研究グループはこれまでの研究で、ANGPTL2が、老化した細胞やさまざまなストレスを受けた細胞から過剰に分泌され、持続的な炎症(慢性炎症)を引き起こすことで動脈硬化性疾患、肥満症、糖尿病などの生活習慣病やがんの発症・進展を促進することを明らかにしている。

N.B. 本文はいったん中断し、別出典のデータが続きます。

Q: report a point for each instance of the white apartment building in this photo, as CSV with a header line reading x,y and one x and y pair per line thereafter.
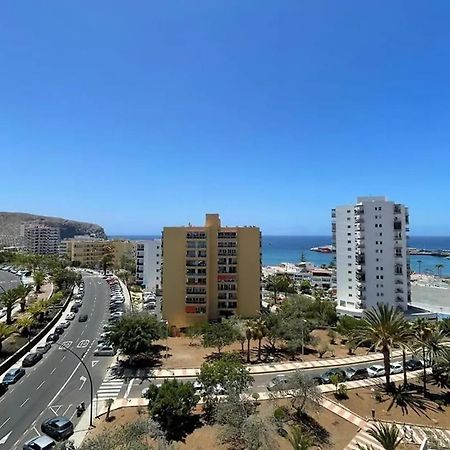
x,y
148,263
40,239
371,255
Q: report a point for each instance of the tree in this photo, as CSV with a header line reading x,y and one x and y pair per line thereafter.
x,y
8,299
300,389
298,439
259,331
135,333
108,402
383,326
38,279
388,435
171,404
5,331
227,372
22,291
218,335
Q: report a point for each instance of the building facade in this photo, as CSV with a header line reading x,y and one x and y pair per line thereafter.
x,y
210,272
148,263
40,239
372,264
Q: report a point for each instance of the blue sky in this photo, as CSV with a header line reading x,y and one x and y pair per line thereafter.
x,y
140,114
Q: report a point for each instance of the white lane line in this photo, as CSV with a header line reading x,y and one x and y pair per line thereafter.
x,y
130,385
5,422
65,384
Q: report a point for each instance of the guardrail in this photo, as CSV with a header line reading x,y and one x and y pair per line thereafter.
x,y
5,365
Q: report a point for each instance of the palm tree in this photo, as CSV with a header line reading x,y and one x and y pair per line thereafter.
x,y
8,299
38,278
22,292
298,439
388,435
383,326
259,331
5,331
249,335
439,268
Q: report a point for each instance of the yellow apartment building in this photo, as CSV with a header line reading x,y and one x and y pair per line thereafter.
x,y
210,272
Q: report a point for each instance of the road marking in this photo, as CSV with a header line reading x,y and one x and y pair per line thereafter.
x,y
130,385
83,344
5,422
5,438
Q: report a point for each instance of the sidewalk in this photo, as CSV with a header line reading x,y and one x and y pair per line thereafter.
x,y
284,367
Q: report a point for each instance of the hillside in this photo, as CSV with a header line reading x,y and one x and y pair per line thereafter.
x,y
10,225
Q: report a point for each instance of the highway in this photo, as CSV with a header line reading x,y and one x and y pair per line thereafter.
x,y
58,383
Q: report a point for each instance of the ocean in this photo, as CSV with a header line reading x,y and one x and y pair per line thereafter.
x,y
278,249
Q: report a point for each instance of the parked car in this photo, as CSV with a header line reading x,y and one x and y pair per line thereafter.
x,y
13,375
277,381
413,364
352,374
396,368
39,443
325,377
31,359
52,337
376,371
57,427
104,350
43,348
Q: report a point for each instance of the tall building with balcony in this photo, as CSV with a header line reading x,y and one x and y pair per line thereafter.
x,y
40,239
210,272
372,264
148,263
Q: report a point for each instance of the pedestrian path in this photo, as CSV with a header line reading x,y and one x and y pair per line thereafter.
x,y
110,387
284,367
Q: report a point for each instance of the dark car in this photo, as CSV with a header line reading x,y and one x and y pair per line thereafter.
x,y
57,427
53,337
31,359
413,364
43,348
325,377
59,329
352,374
13,375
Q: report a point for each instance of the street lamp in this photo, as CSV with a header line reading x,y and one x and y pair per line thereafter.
x,y
90,382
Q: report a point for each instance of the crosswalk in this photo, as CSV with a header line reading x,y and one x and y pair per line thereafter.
x,y
410,434
110,387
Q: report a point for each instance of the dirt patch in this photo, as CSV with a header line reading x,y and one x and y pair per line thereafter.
x,y
205,438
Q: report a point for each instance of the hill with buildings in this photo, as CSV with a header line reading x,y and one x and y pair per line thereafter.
x,y
10,225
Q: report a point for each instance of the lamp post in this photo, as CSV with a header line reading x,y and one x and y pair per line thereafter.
x,y
90,382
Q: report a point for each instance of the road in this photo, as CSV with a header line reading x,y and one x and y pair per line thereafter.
x,y
58,383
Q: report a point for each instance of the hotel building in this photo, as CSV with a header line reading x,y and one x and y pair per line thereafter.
x,y
210,272
371,255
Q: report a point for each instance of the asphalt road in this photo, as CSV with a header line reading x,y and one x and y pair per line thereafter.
x,y
58,383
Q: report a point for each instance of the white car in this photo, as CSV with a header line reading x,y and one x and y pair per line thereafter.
x,y
396,368
376,371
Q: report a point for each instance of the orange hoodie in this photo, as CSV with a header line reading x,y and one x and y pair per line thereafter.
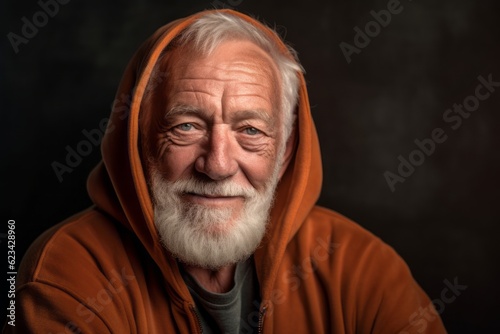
x,y
105,271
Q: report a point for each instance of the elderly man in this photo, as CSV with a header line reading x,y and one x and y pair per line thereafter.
x,y
205,217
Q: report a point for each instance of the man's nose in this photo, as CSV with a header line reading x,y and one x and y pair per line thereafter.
x,y
218,161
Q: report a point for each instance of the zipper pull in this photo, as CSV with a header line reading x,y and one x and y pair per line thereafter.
x,y
262,313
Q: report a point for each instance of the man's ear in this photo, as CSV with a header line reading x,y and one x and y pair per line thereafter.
x,y
289,150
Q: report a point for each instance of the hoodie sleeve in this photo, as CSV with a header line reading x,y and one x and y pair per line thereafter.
x,y
42,308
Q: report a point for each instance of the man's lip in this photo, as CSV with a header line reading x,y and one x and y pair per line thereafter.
x,y
210,195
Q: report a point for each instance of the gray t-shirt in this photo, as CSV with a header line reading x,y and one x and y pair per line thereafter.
x,y
236,311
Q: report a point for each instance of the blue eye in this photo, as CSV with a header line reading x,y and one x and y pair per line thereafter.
x,y
252,131
185,126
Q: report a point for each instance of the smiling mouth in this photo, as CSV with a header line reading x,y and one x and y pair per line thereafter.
x,y
212,199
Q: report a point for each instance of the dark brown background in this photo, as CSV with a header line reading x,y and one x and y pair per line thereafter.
x,y
443,220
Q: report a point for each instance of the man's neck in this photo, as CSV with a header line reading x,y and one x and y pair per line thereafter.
x,y
219,280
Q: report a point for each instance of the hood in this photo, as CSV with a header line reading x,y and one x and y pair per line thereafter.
x,y
118,185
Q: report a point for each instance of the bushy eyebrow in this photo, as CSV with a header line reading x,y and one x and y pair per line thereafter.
x,y
241,115
182,109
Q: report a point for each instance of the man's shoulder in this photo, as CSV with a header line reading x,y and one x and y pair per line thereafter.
x,y
80,243
353,244
325,221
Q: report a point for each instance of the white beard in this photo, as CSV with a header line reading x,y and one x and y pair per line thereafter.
x,y
210,237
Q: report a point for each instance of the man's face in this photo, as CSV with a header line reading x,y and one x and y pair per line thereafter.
x,y
219,149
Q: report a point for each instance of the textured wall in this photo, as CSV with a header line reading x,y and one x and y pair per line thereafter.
x,y
373,94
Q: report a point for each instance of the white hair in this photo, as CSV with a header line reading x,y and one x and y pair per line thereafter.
x,y
212,29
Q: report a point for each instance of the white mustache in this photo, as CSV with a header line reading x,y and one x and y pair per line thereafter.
x,y
213,189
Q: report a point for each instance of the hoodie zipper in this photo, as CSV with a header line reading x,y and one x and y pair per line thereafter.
x,y
198,320
262,313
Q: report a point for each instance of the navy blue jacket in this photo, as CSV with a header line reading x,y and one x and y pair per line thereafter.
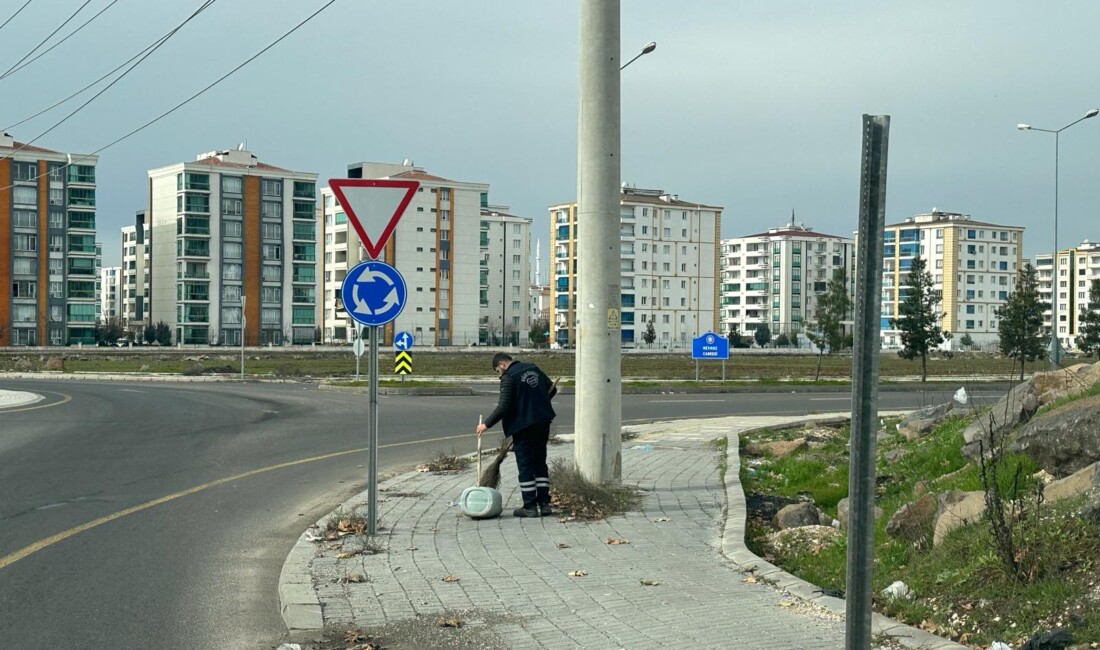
x,y
525,398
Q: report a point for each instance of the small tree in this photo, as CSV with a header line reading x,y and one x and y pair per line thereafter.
x,y
1089,341
917,318
539,333
1020,320
762,334
163,333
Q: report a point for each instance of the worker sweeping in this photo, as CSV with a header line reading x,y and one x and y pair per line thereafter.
x,y
524,407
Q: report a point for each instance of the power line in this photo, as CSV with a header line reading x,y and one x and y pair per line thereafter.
x,y
14,14
47,51
77,158
119,67
79,9
206,4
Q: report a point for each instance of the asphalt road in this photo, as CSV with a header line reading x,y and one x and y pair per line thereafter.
x,y
125,520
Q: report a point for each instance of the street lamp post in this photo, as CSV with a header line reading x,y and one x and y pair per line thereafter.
x,y
1055,346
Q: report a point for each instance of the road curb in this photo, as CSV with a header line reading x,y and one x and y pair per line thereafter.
x,y
734,549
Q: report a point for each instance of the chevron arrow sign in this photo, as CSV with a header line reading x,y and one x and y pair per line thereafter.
x,y
403,363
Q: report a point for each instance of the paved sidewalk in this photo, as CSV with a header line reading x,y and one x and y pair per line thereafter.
x,y
514,588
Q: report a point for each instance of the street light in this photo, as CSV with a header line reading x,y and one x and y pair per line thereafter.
x,y
1055,346
646,50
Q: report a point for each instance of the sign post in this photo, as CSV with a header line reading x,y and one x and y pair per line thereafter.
x,y
373,292
710,345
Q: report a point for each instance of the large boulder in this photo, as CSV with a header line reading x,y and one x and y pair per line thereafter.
x,y
1064,440
920,422
842,513
956,508
913,520
799,515
1080,482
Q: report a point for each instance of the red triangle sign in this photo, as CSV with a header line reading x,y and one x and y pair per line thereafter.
x,y
373,207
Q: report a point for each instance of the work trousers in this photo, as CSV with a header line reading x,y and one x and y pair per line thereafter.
x,y
530,448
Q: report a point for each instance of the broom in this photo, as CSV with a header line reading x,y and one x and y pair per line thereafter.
x,y
491,477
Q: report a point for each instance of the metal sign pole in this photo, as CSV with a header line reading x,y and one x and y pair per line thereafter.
x,y
372,437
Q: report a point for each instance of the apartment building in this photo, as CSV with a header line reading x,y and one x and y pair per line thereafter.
x,y
135,259
504,277
233,251
669,268
974,264
1077,268
774,277
437,249
110,294
47,256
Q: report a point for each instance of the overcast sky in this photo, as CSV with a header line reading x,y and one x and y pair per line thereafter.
x,y
754,106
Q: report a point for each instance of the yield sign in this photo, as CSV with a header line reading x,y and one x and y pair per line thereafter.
x,y
373,207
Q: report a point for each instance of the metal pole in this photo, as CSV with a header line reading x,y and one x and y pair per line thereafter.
x,y
865,390
372,437
1054,267
598,419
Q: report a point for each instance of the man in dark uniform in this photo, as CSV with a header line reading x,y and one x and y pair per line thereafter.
x,y
526,411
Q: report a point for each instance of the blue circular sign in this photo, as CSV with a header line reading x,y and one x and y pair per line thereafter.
x,y
373,293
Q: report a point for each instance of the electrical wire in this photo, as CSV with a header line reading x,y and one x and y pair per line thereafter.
x,y
79,9
119,67
204,7
14,14
76,158
47,51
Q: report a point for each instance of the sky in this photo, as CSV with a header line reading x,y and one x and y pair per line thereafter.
x,y
752,106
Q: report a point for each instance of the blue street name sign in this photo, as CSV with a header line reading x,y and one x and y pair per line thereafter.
x,y
373,293
403,341
710,345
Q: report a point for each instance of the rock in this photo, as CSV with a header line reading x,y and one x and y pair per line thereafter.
x,y
1018,406
1064,440
1056,639
799,515
897,590
956,508
895,454
920,422
781,448
811,539
913,520
1079,482
842,513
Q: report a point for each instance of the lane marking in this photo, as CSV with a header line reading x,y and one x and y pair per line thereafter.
x,y
45,542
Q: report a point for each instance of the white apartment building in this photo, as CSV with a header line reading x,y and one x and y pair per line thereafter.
x,y
135,257
974,264
1077,268
669,262
774,277
233,251
48,266
110,294
437,249
505,268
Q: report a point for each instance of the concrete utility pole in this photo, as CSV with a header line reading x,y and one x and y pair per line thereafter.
x,y
865,386
598,419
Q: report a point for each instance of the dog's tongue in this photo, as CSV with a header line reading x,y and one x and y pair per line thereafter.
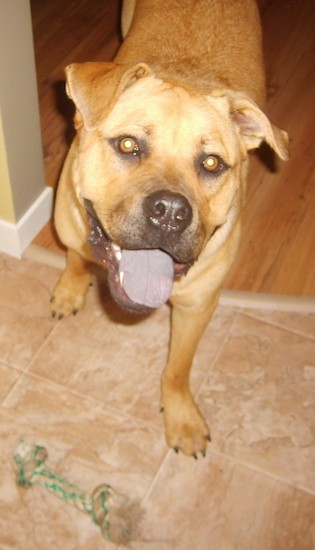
x,y
147,276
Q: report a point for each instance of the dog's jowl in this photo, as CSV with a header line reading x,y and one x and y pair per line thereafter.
x,y
155,180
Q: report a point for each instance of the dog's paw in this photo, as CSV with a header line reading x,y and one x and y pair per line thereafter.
x,y
67,300
186,430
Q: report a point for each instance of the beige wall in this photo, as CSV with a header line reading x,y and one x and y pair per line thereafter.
x,y
21,164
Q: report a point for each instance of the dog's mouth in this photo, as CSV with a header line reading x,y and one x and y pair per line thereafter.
x,y
139,280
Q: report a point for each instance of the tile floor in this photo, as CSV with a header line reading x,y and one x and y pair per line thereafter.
x,y
87,388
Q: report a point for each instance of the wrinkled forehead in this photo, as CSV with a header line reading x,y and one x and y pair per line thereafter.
x,y
173,119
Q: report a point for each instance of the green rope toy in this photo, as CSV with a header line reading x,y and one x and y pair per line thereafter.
x,y
117,516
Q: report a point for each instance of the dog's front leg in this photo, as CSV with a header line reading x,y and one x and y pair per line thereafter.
x,y
186,430
70,291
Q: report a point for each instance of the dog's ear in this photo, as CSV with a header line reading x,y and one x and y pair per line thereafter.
x,y
94,87
254,126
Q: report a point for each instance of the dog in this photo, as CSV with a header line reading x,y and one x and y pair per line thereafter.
x,y
155,179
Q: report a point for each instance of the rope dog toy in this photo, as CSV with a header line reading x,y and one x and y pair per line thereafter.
x,y
116,515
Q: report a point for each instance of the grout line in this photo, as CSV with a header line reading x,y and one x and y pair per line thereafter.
x,y
265,473
234,298
276,302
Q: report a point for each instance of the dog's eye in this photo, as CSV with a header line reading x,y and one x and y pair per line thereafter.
x,y
128,145
213,164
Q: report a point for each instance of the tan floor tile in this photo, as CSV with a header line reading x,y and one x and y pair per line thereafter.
x,y
214,504
8,378
25,320
259,400
117,359
86,445
26,286
21,335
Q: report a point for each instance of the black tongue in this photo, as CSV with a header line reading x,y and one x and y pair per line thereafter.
x,y
147,276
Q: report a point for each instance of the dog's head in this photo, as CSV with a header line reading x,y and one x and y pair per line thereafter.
x,y
160,168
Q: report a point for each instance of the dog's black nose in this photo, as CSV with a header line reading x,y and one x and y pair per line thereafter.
x,y
168,212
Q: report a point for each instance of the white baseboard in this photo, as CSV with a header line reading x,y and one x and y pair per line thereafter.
x,y
15,238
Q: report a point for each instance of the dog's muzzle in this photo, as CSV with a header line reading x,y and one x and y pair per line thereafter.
x,y
143,279
167,214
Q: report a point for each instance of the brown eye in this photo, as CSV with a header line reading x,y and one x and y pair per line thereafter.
x,y
212,164
128,146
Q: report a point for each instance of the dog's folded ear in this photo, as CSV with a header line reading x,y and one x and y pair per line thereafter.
x,y
254,126
94,88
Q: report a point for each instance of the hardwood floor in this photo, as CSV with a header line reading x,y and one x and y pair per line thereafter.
x,y
277,253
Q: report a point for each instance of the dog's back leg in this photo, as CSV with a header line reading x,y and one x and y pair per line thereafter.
x,y
70,291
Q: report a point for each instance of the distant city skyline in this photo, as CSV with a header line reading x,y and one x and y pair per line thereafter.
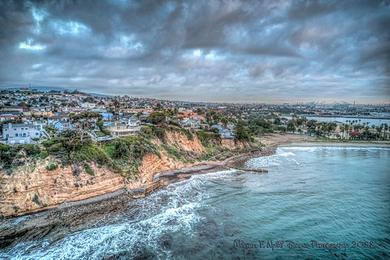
x,y
212,51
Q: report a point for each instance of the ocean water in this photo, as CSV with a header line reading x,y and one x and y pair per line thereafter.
x,y
315,202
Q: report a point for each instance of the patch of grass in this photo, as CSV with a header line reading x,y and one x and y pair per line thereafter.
x,y
88,169
208,138
51,166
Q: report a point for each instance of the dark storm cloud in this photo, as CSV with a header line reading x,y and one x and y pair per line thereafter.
x,y
201,50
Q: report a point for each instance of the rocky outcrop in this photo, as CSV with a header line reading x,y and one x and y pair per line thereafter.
x,y
30,189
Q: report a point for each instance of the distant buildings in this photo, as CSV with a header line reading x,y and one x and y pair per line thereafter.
x,y
22,133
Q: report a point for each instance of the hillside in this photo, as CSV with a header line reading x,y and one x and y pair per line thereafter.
x,y
58,171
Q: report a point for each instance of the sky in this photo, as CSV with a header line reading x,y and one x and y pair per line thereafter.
x,y
225,51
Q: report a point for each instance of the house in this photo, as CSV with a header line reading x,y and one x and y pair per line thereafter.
x,y
126,127
189,122
22,133
8,116
224,132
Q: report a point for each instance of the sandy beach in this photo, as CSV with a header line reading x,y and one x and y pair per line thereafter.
x,y
75,214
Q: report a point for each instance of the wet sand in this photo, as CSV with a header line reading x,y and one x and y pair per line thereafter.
x,y
72,216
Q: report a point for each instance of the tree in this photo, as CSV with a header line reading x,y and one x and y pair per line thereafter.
x,y
157,118
242,131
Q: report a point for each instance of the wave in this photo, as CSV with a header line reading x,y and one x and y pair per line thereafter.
x,y
170,210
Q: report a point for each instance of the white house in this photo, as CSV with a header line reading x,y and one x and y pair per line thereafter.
x,y
22,133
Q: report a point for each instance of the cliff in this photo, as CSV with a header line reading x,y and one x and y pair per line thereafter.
x,y
32,188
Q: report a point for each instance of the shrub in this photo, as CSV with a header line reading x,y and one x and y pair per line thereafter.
x,y
208,138
88,169
51,166
43,154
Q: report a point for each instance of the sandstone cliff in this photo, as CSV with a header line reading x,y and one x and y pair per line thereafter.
x,y
30,189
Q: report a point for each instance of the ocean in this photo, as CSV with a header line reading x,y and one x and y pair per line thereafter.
x,y
315,202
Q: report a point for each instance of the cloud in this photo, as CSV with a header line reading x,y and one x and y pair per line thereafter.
x,y
227,50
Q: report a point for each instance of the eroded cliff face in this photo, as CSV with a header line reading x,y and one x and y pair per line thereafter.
x,y
28,190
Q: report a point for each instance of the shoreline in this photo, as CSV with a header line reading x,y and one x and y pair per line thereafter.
x,y
75,214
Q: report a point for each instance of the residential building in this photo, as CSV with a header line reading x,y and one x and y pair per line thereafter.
x,y
22,133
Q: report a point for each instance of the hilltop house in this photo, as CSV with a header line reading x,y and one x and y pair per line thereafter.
x,y
224,132
22,133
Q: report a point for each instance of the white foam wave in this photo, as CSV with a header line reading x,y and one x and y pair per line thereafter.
x,y
178,212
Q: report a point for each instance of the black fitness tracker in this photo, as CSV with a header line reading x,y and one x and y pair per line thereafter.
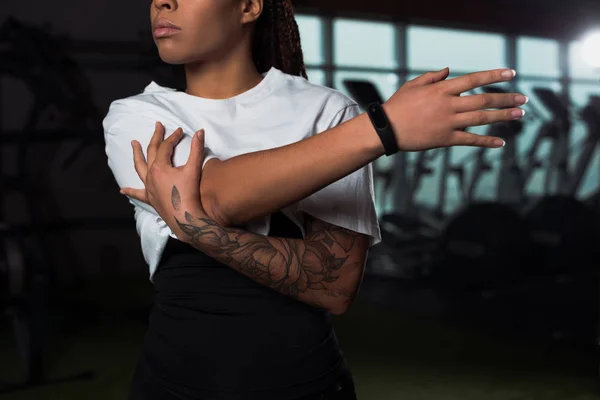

今回、研究グループは、加齢により老化した心筋細胞や高血圧などの圧負荷によるストレスを受けた心筋細胞、心不全患者の心筋細胞では、ANGPTL2の産生・分泌が増大していることを発見した。心筋細胞から過剰に分泌されたANGPTL2が心筋細胞自身に作用することで、心筋細胞内のカルシウム濃度調節やエネルギー産生といった心筋の収縮力を維持するうえで重要な機能を低下させ、心不全発症・進展を促進することを明らかにしたとしている。
ANGPTL2の産生を抑制する遺伝子治療法を開発
また、適度な運動は、心筋のポンプ機能促進により心不全発症に保護的作用をもたらすことがこれまで知られているが、今回、運動によって心筋細胞でのANGPTL2産生量が減少することを発見した。ANGPTL2を作り出せないようAngptl2遺伝子を欠損させた遺伝子改変マウス(Angptl2ノックアウトマウス)では、適度な運動を行った場合の心臓と同様に、心不全の発症が抑制され保護的作用をもたらすことがわかった。
さらに、ANGPTL2の産生を減少させる作用をもった特殊なRNA分子(short hairpin RNA, shRNA)を産生できる病原性のないウイルス(アデノ随伴ウイルス)を遺伝子操作により作製し、このウイルスを心筋細胞に感染させることでANGPTL2の産生を抑制する遺伝子治療法を開発した。実際に、心不全モデルマウスでこの遺伝子治療を行ったところ、心筋細胞におけるANGPTL2産生量の増加が抑制され、心臓のポンプ機能低下が抑制されるなど心不全病態の進行を抑制することに成功した。
今回の新規遺伝子治療は、カルシウム濃度調節とエネルギー産生機能の両方を増進し、より効果的に心筋のポンプ機能を維持する治療法になることが期待される。さらに、今回、遺伝子治療を行っていないマウスに比べて遺伝子治療を行ったマウスの血液中のANGPTL2濃度が減少していたことから、血液中のANGPTL2濃度を測定しモニタリングすることで、遺伝子治療によるANGPTL2産生抑制効果を評価することも可能になると考えられる。
現在、心不全治療は対症療法が主だが、心筋細胞でのANGPTL2産生増加を抑制する遺伝子治療は、心機能低下のメカニズムそのものにアプローチする根本治療としての新規心不全治療戦略として期待できるだけでなく、健康長寿社会の実現にも貢献することが期待されると、研究グループは述べている。